Competition is, in general, better than monopoly -- and in this case, the monopoly was already failing. Even if you're not a big fan of the free market, why would you want to preserve a monopoly that's obviously doing a bad job? How could allowing choice possibly have been worse than keeping students trapped in failing public schools?
The governor announced his plan last year. Thousands of parents cheered the idea. But most public educators and politicians didn't.
School boards and teachers unions objected. PTAs even sent kids home with a letter saying, "Contact your legislator.

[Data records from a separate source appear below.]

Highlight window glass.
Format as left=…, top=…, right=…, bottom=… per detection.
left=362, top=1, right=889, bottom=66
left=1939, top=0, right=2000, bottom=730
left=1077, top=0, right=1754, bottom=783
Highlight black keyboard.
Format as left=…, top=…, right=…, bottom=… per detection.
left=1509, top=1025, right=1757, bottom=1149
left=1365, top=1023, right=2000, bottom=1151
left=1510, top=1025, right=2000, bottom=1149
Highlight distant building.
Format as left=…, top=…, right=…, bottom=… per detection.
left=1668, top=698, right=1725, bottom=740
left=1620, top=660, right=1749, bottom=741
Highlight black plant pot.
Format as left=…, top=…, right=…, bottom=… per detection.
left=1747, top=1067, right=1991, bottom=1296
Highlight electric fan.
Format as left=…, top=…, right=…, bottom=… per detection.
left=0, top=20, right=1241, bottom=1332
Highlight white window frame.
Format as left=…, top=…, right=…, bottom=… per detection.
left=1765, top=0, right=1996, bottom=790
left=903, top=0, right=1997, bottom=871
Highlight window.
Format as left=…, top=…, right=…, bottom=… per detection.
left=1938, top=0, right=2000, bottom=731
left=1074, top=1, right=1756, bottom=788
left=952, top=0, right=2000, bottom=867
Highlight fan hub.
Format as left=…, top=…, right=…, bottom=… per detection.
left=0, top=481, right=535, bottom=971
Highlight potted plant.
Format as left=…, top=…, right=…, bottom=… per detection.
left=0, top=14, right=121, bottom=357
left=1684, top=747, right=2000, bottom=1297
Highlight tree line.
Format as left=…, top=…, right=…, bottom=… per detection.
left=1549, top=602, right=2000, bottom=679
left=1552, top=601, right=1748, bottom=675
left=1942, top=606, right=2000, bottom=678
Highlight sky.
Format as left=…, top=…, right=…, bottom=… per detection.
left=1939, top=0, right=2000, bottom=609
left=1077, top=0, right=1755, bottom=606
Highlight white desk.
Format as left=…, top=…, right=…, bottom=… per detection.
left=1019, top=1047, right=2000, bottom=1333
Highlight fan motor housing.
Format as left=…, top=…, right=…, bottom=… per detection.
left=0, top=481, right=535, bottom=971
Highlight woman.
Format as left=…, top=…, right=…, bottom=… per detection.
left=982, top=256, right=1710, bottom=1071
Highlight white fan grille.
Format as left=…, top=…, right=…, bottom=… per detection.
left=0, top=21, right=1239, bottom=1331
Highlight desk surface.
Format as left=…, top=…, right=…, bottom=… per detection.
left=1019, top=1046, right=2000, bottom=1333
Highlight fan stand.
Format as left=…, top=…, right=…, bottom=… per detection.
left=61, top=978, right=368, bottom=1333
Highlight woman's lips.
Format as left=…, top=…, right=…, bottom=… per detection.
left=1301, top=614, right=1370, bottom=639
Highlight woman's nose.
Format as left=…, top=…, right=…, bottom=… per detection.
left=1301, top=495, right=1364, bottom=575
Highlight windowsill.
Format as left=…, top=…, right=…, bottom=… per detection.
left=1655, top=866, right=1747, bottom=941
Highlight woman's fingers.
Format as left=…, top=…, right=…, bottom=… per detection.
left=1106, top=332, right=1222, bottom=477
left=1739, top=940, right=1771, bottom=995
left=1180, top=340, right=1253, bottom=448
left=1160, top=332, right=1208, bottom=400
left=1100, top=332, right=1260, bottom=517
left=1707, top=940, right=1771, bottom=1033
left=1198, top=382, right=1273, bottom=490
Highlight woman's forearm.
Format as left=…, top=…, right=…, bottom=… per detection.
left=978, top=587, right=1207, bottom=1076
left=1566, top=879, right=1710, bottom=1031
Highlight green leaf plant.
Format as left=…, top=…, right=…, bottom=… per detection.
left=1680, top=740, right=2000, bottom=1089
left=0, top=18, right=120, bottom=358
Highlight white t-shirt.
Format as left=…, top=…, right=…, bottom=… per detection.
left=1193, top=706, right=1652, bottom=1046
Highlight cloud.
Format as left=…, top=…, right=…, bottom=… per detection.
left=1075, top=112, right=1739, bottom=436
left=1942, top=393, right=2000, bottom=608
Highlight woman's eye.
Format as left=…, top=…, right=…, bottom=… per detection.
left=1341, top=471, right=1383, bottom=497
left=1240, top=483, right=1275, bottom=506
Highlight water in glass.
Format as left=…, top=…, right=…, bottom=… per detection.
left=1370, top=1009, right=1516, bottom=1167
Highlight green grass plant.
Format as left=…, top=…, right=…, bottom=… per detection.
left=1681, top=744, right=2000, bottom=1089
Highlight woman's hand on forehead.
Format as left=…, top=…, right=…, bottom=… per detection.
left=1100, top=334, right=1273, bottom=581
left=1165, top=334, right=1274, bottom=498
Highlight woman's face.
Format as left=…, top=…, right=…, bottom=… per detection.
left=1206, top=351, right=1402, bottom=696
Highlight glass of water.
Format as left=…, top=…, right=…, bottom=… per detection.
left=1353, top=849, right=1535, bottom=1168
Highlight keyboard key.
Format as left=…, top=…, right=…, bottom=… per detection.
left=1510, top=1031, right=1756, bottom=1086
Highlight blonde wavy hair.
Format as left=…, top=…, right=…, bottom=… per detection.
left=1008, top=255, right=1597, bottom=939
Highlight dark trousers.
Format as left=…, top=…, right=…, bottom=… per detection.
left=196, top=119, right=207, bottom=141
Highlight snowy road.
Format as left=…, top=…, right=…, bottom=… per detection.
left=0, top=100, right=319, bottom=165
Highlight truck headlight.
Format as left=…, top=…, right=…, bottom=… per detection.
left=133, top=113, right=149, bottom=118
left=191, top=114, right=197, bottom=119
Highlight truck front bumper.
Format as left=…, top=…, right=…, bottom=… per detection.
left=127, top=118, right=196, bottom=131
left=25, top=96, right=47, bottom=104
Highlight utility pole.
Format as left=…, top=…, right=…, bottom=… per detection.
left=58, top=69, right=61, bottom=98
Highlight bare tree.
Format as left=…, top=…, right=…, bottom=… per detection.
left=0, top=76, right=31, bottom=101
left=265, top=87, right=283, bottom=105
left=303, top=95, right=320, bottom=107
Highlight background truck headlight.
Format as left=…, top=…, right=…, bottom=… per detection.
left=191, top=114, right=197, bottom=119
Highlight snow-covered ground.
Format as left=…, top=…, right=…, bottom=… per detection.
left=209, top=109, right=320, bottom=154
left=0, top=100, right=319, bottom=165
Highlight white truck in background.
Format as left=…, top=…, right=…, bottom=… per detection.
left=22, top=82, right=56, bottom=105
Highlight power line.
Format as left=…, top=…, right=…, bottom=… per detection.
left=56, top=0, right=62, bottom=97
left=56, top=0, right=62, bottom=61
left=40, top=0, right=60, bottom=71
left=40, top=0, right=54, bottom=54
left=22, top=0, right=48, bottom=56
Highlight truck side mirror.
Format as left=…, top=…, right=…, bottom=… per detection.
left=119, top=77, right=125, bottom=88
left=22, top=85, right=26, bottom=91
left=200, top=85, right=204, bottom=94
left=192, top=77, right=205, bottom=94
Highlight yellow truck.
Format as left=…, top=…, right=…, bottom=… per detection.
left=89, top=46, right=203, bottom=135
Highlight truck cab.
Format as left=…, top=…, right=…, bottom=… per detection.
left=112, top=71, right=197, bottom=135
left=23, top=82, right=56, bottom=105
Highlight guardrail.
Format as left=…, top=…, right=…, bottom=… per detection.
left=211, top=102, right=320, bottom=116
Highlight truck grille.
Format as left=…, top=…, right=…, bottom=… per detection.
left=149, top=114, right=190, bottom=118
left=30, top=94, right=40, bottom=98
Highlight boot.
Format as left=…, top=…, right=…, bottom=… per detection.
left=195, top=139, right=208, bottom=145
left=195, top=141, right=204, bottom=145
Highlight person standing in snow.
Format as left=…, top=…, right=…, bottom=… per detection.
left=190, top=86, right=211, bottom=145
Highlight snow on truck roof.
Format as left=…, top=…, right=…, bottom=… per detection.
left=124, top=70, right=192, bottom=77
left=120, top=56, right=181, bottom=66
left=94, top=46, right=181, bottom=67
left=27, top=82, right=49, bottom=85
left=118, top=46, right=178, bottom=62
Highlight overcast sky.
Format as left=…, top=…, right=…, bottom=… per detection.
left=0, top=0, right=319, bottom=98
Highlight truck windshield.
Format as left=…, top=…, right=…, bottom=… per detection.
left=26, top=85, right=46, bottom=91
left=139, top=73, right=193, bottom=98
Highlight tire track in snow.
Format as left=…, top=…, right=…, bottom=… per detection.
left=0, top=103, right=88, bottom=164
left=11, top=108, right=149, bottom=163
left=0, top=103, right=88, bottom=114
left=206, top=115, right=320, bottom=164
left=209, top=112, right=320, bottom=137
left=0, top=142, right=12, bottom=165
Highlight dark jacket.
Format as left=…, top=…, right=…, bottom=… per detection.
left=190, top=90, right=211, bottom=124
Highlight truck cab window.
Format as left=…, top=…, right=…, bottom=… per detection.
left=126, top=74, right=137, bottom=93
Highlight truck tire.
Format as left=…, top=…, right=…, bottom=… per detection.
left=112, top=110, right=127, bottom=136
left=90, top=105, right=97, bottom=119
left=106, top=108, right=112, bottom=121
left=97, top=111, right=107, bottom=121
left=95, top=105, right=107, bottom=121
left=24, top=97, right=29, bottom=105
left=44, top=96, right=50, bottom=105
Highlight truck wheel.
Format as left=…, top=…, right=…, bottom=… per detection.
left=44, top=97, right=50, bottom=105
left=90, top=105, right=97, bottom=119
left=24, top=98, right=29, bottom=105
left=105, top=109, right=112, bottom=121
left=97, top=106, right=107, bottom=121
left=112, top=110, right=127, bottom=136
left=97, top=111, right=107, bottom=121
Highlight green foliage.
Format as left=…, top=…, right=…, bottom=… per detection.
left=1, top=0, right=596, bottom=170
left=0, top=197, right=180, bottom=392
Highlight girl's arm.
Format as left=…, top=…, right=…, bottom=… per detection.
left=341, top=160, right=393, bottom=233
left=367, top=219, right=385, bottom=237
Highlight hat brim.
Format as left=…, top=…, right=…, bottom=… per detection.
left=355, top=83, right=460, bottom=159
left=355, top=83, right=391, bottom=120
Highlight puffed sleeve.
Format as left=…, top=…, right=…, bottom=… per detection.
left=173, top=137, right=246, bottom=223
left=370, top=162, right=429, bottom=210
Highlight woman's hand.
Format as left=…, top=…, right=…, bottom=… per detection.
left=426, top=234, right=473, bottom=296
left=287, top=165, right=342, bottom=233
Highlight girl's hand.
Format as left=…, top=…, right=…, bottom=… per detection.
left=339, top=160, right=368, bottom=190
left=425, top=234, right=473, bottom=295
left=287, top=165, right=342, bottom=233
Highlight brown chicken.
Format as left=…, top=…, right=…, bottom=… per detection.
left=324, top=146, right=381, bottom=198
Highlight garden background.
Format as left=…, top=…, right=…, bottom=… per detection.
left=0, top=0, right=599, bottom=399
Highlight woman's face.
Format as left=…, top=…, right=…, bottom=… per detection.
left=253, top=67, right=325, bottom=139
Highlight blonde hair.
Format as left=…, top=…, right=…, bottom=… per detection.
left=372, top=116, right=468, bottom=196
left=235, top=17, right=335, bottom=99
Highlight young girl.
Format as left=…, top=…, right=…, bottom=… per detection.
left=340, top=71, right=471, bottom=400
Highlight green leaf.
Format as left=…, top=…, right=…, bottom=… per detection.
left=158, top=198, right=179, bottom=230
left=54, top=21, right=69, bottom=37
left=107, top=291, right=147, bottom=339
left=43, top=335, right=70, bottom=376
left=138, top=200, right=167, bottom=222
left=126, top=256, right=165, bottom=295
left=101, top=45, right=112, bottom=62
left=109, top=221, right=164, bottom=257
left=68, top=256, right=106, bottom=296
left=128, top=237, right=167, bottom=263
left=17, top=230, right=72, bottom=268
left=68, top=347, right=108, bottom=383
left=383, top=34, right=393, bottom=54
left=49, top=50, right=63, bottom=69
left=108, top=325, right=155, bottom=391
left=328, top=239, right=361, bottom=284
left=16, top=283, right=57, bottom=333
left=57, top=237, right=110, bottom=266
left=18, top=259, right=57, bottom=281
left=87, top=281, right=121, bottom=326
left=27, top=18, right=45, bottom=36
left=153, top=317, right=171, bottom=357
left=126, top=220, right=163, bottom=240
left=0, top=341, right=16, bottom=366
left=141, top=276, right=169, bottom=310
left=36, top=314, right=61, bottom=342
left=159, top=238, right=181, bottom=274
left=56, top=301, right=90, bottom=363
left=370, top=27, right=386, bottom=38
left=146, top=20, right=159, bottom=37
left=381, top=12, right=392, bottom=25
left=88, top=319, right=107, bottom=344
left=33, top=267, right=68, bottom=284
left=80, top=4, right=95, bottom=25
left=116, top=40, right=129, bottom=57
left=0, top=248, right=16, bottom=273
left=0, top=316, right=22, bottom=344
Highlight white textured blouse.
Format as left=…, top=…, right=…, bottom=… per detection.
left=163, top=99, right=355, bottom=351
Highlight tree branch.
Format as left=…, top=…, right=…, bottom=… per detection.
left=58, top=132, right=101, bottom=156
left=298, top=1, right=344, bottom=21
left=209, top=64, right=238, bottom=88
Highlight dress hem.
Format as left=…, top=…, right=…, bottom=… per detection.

How can we spend state money on something that hasn't been proven?"
(Apparently, it was better to spend state money on something that had been proven not to work.)
The governor's plan "would decimate public education in South Carolina, and it's just not good for us," said State Representative Todd Rutherford.
The teachers union paid for ads that argued schools were getting better. Legislators obediently voted down the governor's plan, 60-53.
The state superintendent of schools, Inez Tenenbaum, was relieved. "It was an unproven, unaffordable, and unaccountable plan," she told me.
It may have been unaccountable in the bureaucratic sense -- lacking the arbitrary supervision of some appointed head honcho -- but it would have been the essence of accountability in a much more meaningful way: Schools would have had to satisfy students and parents, or they would have lost their customers.
And unproven? Yes. It was unproven because the bureaucrats, the teachers' unions and their legislative allies are vigilant in their efforts to prevent anyone from trying it. They've gotten their hands on America's children, and they have no intention of letting go.